Sunday night’s football game between the Patriots and the Colts was one for the ages. Two future Hall of Fame quarterbacks on the two winningest teams in recent years faced off. Ultimately the game turned on a decision that had to be made by the Patriots’ coach, Bill Belichick. The Patriots had a fourth down with two yards to go deep in their own territory. If they succeeded in getting it, they could run out the clock and win the game. If they failed, the Colts would have the ball and enough time to score.
A statistician cited in the Wall Street Journal article about the play points out that the numbers are clear. The Patriots had a 79% of winning the game by going for it on fourth down, either by converting or by stopping the Colts from scoring afterwards, but only a 70% chance of winning if they had to stop the Colts from driving down the field after a punt. The Patriots, going with the numbers, elected to go for it, failed, and ended up losing the game.

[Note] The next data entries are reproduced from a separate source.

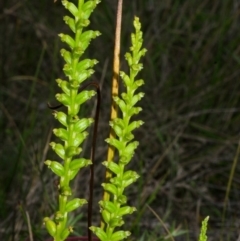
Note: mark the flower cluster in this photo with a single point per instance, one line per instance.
(114, 209)
(74, 128)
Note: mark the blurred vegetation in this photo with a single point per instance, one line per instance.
(191, 113)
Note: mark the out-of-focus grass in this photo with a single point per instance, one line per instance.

The most interesting thing about the decision was not that the Patriots went with the odds and ended up with the short end of the stick. The interesting thing is how vocal fans and the sports press have been about Mr. Belichick’s “bad” decision.
The kind of thing comes about because people have a tendency, in matters of probability, to confuse decisions and outcomes. The Patriots indeed had a bad outcome, but the decision seems to have been statistically correct. The reason that people are responding to the decision so harshly has to do with the cognitive bias of regret avoidance. The Wall Street Journal article points this out very nicely:
In a recent study, researchers from Duke and UCLA found that when faced with a decision involving risk, people have an overwhelming tendency to make the supposedly safe choice—to err on the side of caution—even though doing so may lead to worse results.By studying thousands of hands of blackjack played by random people, the researchers found that when they strayed from the “book” or the optimal strategy, those players who did something aggressive were more successful than those who did something passive.
In fact, the subjects made four times as many passive mistakes as they did aggressive ones. And these passive mistakes—holding on a 16 when the dealer has a king showing, for example—were more costly: They cost $2 for every $1 won, versus $1.50 for every $1 won on aggressive mistakes.
Why do people embrace caution? “It’s because of the regret that people face when they take an action and it doesn’t turn out well for them,” says Bruce Carlin of UCLA’s Anderson School of Management, who worked on the study.
Think about that for a few minutes: people made four times as many passive mistakes as they did aggressive ones. And the passive mistakes were more expensive. Maybe risk aversion is not such a good idea in certain circumstances. True, it feels better because we don’t have to feel dumb if we take a risk and it doesn’t work out. Maybe feeling comfortable is overrated. If we are truly concerned about outcomes over the long run, often it makes sense to err on the side of aggressiveness rather than passivity.
One of the biggest benefits of a systematic investment process is that it is unemotional. Our process is designed to expose the portfolios to high relative strength picks-whether it feels comfortable to us or not-simply because research suggests that high relative strength outperforms over time. If you punt when the chips are down, you won’t have the benefit of the odds working in your favor over time.